The reasoning was simple. Given the background to the suspension of the Assembly - from the association with FARC terrorists, through the break-in at the Castlereagh police complex, to the alleged IRA spy ring at the heart of British government - the unionist electorate might want time to test any "acts of completion" deal.

As the timetable slipped month after month, it seemed less likely that Mr Trimble could risk trying to "sell" such a deal in the teeth of an election campaign in which he would, of necessity, have to urge unionist voters to trust republican intentions. Downing Street, however, was bolstered by the contrary conviction - that the UUP Assembly members knew their best electoral chance against the DUP lay in the successful restoration of devolution.

As they contemplate failure at this point, the British are suggesting Mr Trimble still has a decent tale to tell, and that "no deal might be better than a bad one." This at least is true. But "no deal" spells potential electoral disaster for Mr Trimble, and the Ulster Unionist leader knows it. Indeed such is the appalling vista opening before Mr Trimble that some of his friends suggest he should now consider his position and refuse to lead his party into an election in such conditions.

For no deal means no successful devolution, no inclusive government, no transparent decommissioning, no guaranteed republican commitment to exclusively peaceful means, no declared end to the IRA's war - five years after the Ulster Unionist leader (backed by Mr Blair's referendum pledges) promised to deliver on all fronts.

No deal means, to put it crudely, that Dr Paisley's DUP - like Mr Trimble's internal tormentors, Jeffrey Donaldson and David Burnside - can credibly present itself to the unionist electorate as having been proved right.
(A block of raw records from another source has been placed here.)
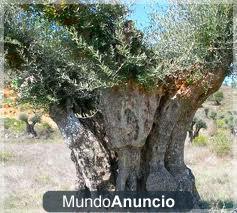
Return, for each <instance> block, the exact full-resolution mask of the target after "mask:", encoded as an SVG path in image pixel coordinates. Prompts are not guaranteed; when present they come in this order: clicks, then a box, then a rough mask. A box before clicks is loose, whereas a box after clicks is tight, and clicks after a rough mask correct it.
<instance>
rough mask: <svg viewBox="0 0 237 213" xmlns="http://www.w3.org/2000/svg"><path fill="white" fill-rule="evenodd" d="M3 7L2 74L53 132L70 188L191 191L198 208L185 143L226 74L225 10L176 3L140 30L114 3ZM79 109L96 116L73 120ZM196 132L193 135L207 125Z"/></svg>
mask: <svg viewBox="0 0 237 213" xmlns="http://www.w3.org/2000/svg"><path fill="white" fill-rule="evenodd" d="M210 1H211V0H210ZM64 2H67V1H64ZM158 6H161V5H159V3H158ZM7 7H8V9H7V10H6V11H5V14H4V17H5V19H4V30H5V32H4V44H5V45H4V48H5V62H6V66H5V67H6V70H10V71H12V70H14V71H15V73H17V74H16V75H15V76H16V78H17V81H18V89H19V94H20V97H21V99H23V100H25V101H28V102H30V103H36V105H38V106H41V107H44V108H45V109H46V110H48V112H49V115H50V117H51V118H52V119H53V120H54V121H55V122H56V124H57V125H58V127H59V129H60V131H61V133H62V135H63V136H64V138H65V142H66V143H67V145H68V147H69V148H70V151H71V154H72V160H73V162H74V163H75V165H76V169H77V178H78V181H77V188H78V189H82V190H89V191H99V190H107V189H111V188H112V189H113V190H117V191H121V190H126V191H177V190H178V191H189V192H190V193H191V195H192V198H193V202H194V204H195V206H198V201H199V199H200V197H199V195H198V192H197V190H196V186H195V179H194V176H193V174H192V172H191V170H190V169H189V168H188V167H187V166H186V164H185V161H184V142H185V138H186V135H187V131H188V128H189V127H190V124H191V122H192V120H193V117H194V115H195V113H196V111H197V110H198V108H200V106H201V105H202V103H203V102H204V101H205V100H206V99H207V98H208V97H209V96H210V95H211V94H213V93H214V92H216V91H217V90H218V89H219V88H220V86H221V84H222V82H223V81H224V79H225V77H226V76H228V75H230V74H231V73H230V72H231V71H230V65H231V64H232V62H233V60H232V54H233V50H232V49H233V45H232V43H233V32H232V30H233V6H232V5H231V4H211V3H210V4H177V3H175V2H174V3H173V4H170V5H169V6H168V9H167V10H166V11H165V14H164V13H163V12H161V10H157V11H153V12H152V14H151V27H150V28H149V29H150V30H149V32H145V33H142V32H140V31H139V30H138V29H136V27H135V25H134V23H133V22H132V21H131V20H127V17H128V16H127V15H128V14H127V13H128V11H129V10H128V9H127V8H126V7H125V6H124V5H121V4H85V3H80V4H66V3H62V4H48V5H47V4H45V5H43V4H27V5H20V6H19V5H13V6H12V5H7ZM8 68H9V69H8ZM12 76H13V75H12ZM87 111H89V112H92V111H95V112H96V113H94V114H93V115H92V116H85V117H83V116H77V114H81V115H86V114H90V113H89V112H87ZM195 125H196V129H195V130H194V132H192V134H195V135H197V134H198V133H199V131H200V129H201V128H204V127H205V124H204V123H203V122H196V123H195ZM88 153H89V154H88ZM95 159H98V160H95Z"/></svg>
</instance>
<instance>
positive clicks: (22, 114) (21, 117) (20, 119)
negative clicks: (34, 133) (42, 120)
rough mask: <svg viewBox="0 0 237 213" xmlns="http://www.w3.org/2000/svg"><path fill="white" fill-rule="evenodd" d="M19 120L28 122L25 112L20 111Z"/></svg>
mask: <svg viewBox="0 0 237 213" xmlns="http://www.w3.org/2000/svg"><path fill="white" fill-rule="evenodd" d="M19 120H20V121H24V122H28V115H27V114H25V113H21V114H20V115H19Z"/></svg>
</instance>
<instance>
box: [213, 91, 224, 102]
mask: <svg viewBox="0 0 237 213" xmlns="http://www.w3.org/2000/svg"><path fill="white" fill-rule="evenodd" d="M223 99H224V94H223V92H222V91H217V92H215V93H214V94H213V100H214V101H215V103H216V105H221V102H222V101H223Z"/></svg>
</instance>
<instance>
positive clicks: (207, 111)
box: [204, 108, 209, 118]
mask: <svg viewBox="0 0 237 213" xmlns="http://www.w3.org/2000/svg"><path fill="white" fill-rule="evenodd" d="M204 112H205V116H206V117H207V118H208V113H209V108H205V109H204Z"/></svg>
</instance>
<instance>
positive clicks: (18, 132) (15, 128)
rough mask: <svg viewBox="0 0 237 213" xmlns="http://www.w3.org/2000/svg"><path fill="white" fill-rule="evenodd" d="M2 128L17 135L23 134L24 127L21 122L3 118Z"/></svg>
mask: <svg viewBox="0 0 237 213" xmlns="http://www.w3.org/2000/svg"><path fill="white" fill-rule="evenodd" d="M4 128H5V129H9V130H12V131H13V132H18V133H19V132H24V130H25V128H26V125H25V123H24V122H23V121H19V120H16V119H14V118H4Z"/></svg>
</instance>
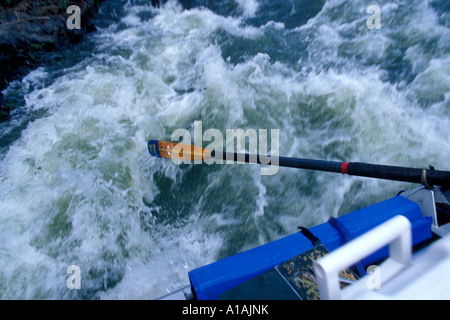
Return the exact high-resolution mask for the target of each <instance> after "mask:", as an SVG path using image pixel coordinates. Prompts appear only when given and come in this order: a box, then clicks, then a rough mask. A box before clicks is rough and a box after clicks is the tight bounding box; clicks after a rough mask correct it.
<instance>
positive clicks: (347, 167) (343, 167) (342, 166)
mask: <svg viewBox="0 0 450 320" xmlns="http://www.w3.org/2000/svg"><path fill="white" fill-rule="evenodd" d="M347 168H348V162H342V174H347Z"/></svg>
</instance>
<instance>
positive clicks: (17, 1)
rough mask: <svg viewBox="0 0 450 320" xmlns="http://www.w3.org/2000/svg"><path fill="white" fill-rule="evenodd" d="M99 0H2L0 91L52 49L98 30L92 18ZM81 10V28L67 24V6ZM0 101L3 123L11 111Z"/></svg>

British sources privately accept that an anti-Agreement unionist majority is the likely outcome of an election held in such circumstances. No deal now, therefore, points - not to the rescue of the Belfast Agreement - but to its renegotiation.

For if, as is claimed, the democratic imperative drives Mr Blair and Mr Ahern toward an election in any event, the same imperative surely will oblige them to accept its outcome.